Without determining how far a mere loose verbal assertion of a right to these bonds could violate the injunction, we are of opinion that the deliberate service upon those who had them in possession, of a written notice of his claim of ownership, with a reference to further judicial proceeding in support of it, is a violation of the injunction of the court in this case, and that the defendant, Chiles, is guilty of a contempt in that regard.

10

Section 725 of the Revised Statutes declares that the courts of the United States shall have power to punish by fine and imprisonment for contempts of their authority. And among the cases specially enumerated are 'disobedience or resistance by any officer of the court, or by any party, juror, witness, or other person, to any lawful writ, process, order, rule, decree, or command of the said courts.' Such has always been the power of the courts both of common law and equity. The exercise of this power has a two-fold aspect, namely: first, the proper punishment of the guilty party for his disrespect to the court or its order, and the second, to compel his performance of some act or duty required of him by the court, which he refuses to perform.**

11

In the former case, the court must judge for itself the nature and extent of the punishment, with reference to the gravity of the offence. In the latter case, the party refusing to obey should be fined and imprisoned until he performs the act required of him or shows that it is not in his power to do it.

12

We are asked by counsel for the State of Texas to act upon this latter principle in the present case. But it is not pointed out to us very clearly what act it is in the power of defendant to perform commanded by the decree and which he refuses to do. The bonds are not in his possession or under his control. He cannot, therefore, deliver them up as the decree orders. There is no decree that he shall pay their value. The only order which he is shown to have violated is the one we have considered, enjoining him from setting up a claim to them.

13

The petition for the present rule on Chiles asks that he may be ordered by a proper instrument in writing to convey and transfer to the State of Texas all rights, titles, and interest which he appears or pretends to have in said bonds, and counsel in oral argument says he should be imprisoned for contempt until he complies with this order.

14

But the obvious answer to this is that no such order or decree has been made, and defendant can be guilty of no contempt in not doing this until he has been ordered to do it, and he is aware of it.

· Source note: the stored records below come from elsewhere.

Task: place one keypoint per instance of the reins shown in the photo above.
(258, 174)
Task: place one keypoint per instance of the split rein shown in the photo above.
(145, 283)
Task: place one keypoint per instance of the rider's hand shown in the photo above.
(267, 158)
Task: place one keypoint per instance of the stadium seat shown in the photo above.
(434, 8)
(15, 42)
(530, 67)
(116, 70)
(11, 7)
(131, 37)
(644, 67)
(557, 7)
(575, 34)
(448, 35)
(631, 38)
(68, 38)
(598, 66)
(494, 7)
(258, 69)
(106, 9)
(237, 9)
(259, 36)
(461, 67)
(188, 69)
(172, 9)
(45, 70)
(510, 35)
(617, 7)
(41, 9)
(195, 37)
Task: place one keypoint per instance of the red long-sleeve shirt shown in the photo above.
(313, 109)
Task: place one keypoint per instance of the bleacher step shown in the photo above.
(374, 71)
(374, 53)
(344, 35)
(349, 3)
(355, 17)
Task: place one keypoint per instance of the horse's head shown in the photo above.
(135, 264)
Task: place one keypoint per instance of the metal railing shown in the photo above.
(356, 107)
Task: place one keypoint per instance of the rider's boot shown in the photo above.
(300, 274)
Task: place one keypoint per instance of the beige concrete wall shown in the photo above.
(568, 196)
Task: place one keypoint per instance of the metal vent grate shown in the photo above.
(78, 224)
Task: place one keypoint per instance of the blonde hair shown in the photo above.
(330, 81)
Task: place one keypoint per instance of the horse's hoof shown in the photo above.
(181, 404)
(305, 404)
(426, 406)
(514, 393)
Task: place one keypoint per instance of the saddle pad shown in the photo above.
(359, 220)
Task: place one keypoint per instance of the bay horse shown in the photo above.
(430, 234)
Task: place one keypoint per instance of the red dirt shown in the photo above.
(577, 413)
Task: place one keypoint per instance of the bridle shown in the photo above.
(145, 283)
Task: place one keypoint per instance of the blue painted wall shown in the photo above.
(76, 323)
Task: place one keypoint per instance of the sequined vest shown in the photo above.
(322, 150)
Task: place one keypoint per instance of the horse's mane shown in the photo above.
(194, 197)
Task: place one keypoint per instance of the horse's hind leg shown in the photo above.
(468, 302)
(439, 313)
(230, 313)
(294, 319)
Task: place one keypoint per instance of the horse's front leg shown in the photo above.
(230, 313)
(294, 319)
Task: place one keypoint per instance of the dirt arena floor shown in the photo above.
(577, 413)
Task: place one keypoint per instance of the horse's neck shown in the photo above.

To make an order now, and then punish for contempt or disregard of it before it was made, is ex post facto legislation and judicial enforcement at the same moment.

15

It is true that the original decree contains a provision for further directions in the enforcement of it, and it may be that such an order as is asked for now would be made on proper application and proper notice to the parties concerned, but such a proceeding can constitute no part of process for contempt in disregarding an existing order of the court. The granting or refusal of such an order is governed by very different considerations, and is to be brought to the attention of the court by very different proceedings than such as belong to the one now before us.

16

We are left, then, to the consideration of what punishment we shall impose upon Mr. Chiles for the violation of this court's injunction in a suit to which he was a party, where he was fully heard and his rights conclusively decided.

17

Without further comments, we think it our duty to order that he pay to the United States a fine of two hundred and fifty dollars and the costs of this proceeding, and that he stand committed to the custody of the marshal of this court until said fine and costs are paid.

18

Justices FIELD and HUNT dissented.

*

Graham v. Railroad Company, 3 Wallace, 710.

**

Stimpson v. Putnam, 41 Vermont, 238.